Reduced Tpm-based inhibition persists in acetylated actin-containing RTFs. A, representative images illustrating immeasurable (pCa 9) and equivalent (pCa 4) movement of control and acetylated actin-containing RTFs by overlaying the first frame of a 17–20-s movie (white) with a summative image of total motion (yellow). Scale bar, 7 μm. B, percentage of filaments moving (left; n = 9) and average velocities (right; n = 2) of control (black; 40.1 ± 3.9% and 1.19 ± 0.21 μm/s, respectively) and acetylated (gray; 40.5 ± 3.4% and 1.11 ± 0.17 μm/s, respectively) RTFs at pCa 4 were indistinguishable (two-tailed t test).

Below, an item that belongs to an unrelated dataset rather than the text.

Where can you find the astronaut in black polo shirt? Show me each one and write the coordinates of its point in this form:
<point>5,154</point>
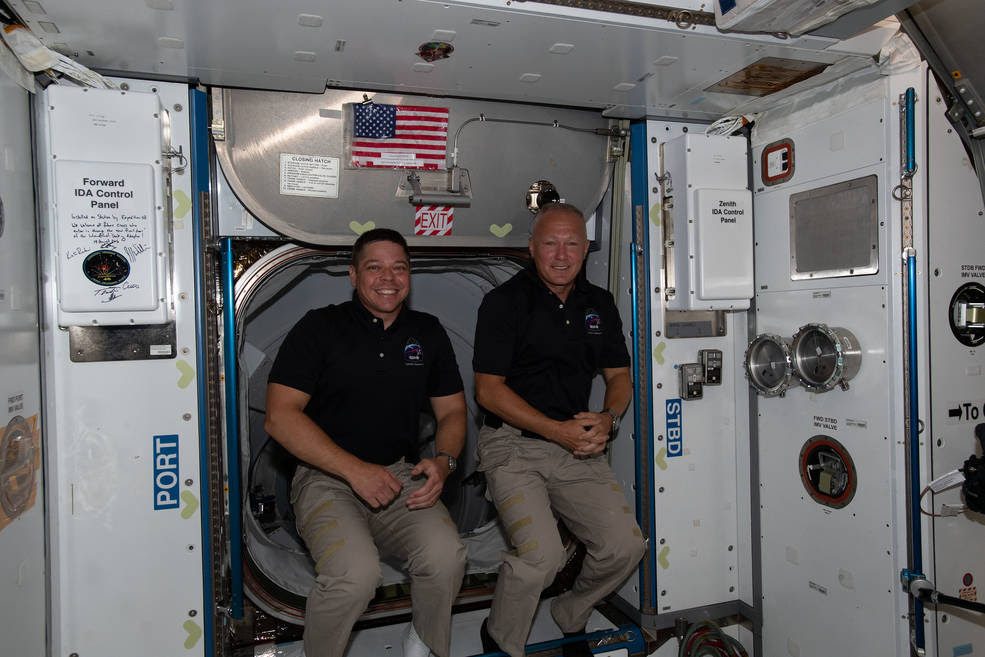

C, percentage of filaments moving (left; n = 7) and average velocities (right; n = 2) of acetylated (24.75 ± 1.63% and 0.27 ± 0.01 μm/s, respectively) RTFs were significantly greater than control (20.11 ± 1.45% and 0.18 ± 0.02 μm/s, respectively) at pCa 6.5 (two-tailed t test; *, p < 0.05).

Figure 5.

Lys³²⁸ pseudoacetylation enhances RTF Ca²⁺ sensitivity. A, treatment of actin with a substoichiometric amount of acetic anhydride (checkered gray) significantly increased percentage of actin–Tpm filaments moving relative to control (black) (two-way ANOVA; p < 0.001; n = 9–12), whereas substoichiometric-treated F-actin–Tpm movement was not significantly different from suprastoichiometric-treated (gray) (two-way ANOVA, n = 10–12). B and C, velocity-normalized plots of Ca²⁺-dependent activation of K326Q- and K328Q-containing RTFs relative to respective WT controls. K326Q and K328Q maximum velocities (V_max = 4.1 ± 0.1 and 3.3 ± 0.06 μm/s, respectively) did not significantly differ from respective internal WT controls (V_max = 4.2 ± 0.09 and 3.3 ± 0.06 μm/s, respectively). B, Ca²⁺-dependent activation of K326Q-containing RTFs was equivalent to WT control actin-containing RTFs as revealed by no significant differences in Ca²⁺ sensitivity ([Ca²⁺]₅₀ = 0.43 ± 0.029 versus 0.42 ± 0.027 μm, respectively) or cooperativity (h = 1.8 ± 0.25 versus 1.7 ± 0.21, respectively). C, although there was no significant change in cooperativity of K328Q-containing RTFs (h = 1.8 ± 0.21) relative to WT control (h = 2.2 ± 0.22), K328Q-containing RTF Ca²⁺ sensitivity ([Ca²⁺]₅₀ = 0.56 ± 0.032 μm) was significantly increased relative to WT control ([Ca²⁺]₅₀ = 0.87 ± 0.044 μm) (p < 0.0001; n = 4).